Dental

Taking care of your oral health is not a luxury; it is a necessity for long-term optimal health. With a focus on prevention, early diagnosis, and treatment, Dental insurance can greatly reduce your costs when it comes to restorative and emergency procedures.​

When you visit a dentist in the network, you will maximize your savings. These dentists have agreed to reduced fees, which means you won’t get charged more than your expected share of the bill. Diagnostic and preventive care is covered at no cost to you. For other services, you will pay the deductible and copayment ($). The coinsurance (%) shows what the plan pays after the deductible. The Spectrum Brands Dental Plan allows you to receive diagnostic and preventive dental services without those costs applying to the annual maximum – leaving more coverage for care needed throughout the year.

Spectrum Brands dental coverage is through Delta Dental of Wisconsin.
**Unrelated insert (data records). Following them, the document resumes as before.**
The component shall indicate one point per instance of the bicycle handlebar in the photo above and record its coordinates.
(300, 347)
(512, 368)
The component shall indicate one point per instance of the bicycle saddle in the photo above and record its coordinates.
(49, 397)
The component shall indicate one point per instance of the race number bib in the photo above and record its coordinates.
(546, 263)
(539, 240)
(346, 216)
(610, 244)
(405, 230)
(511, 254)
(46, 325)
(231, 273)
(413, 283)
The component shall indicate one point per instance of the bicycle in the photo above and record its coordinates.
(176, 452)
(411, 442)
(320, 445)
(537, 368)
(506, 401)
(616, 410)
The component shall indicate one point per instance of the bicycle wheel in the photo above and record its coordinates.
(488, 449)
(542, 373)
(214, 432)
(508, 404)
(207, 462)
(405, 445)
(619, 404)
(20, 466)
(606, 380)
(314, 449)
Our plan covers both PPO and Premier dentists in the Delta Dental network, but there are financial advantages to choosing a dentist who belongs to the PPO network.

Delta Dental PPO

Benefit Highlights
PPO Dentist (Preferred)

Deductible (Individual/Family)
$25/$75

Annual Plan Maximum
$1,500 per individual

Preventive Care
$0

Basic Services
20% after deductible

Major Procedures
50% after deductible

Orthodontia (Adults and Children)
50%*

Lifetime Orthodontic Maximum
$2,000 per individual

Out-of-Network Dentist

Deductible (Individual/Family)
$25/$75

Annual Plan Maximum
$1,500 per individual

Preventive Care
$0

Basic Services
30% after deductible

Major Procedures
60% after deductible

Orthodontia (Adults and Children)
40%*

Lifetime Orthodontic Maximum
$2,000 per individual

Premier Dentist

Deductible (Individual/Family)
$25/$75

Annual Plan Maximum
$1,500 per individual

Preventive Care
$0

Basic Services
30% after deductible

Major Procedures
60% after deductible

Orthodontia (Adults and Children)
40%*

Lifetime Orthodontic Maximum
$2,000 per individual

Additional Benefits
*The Spectrum Brands Dental Plan allows you to receive diagnostic and preventive dental services without those costs applying to the annual maximum – leaving more coverage for care needed throughout the year.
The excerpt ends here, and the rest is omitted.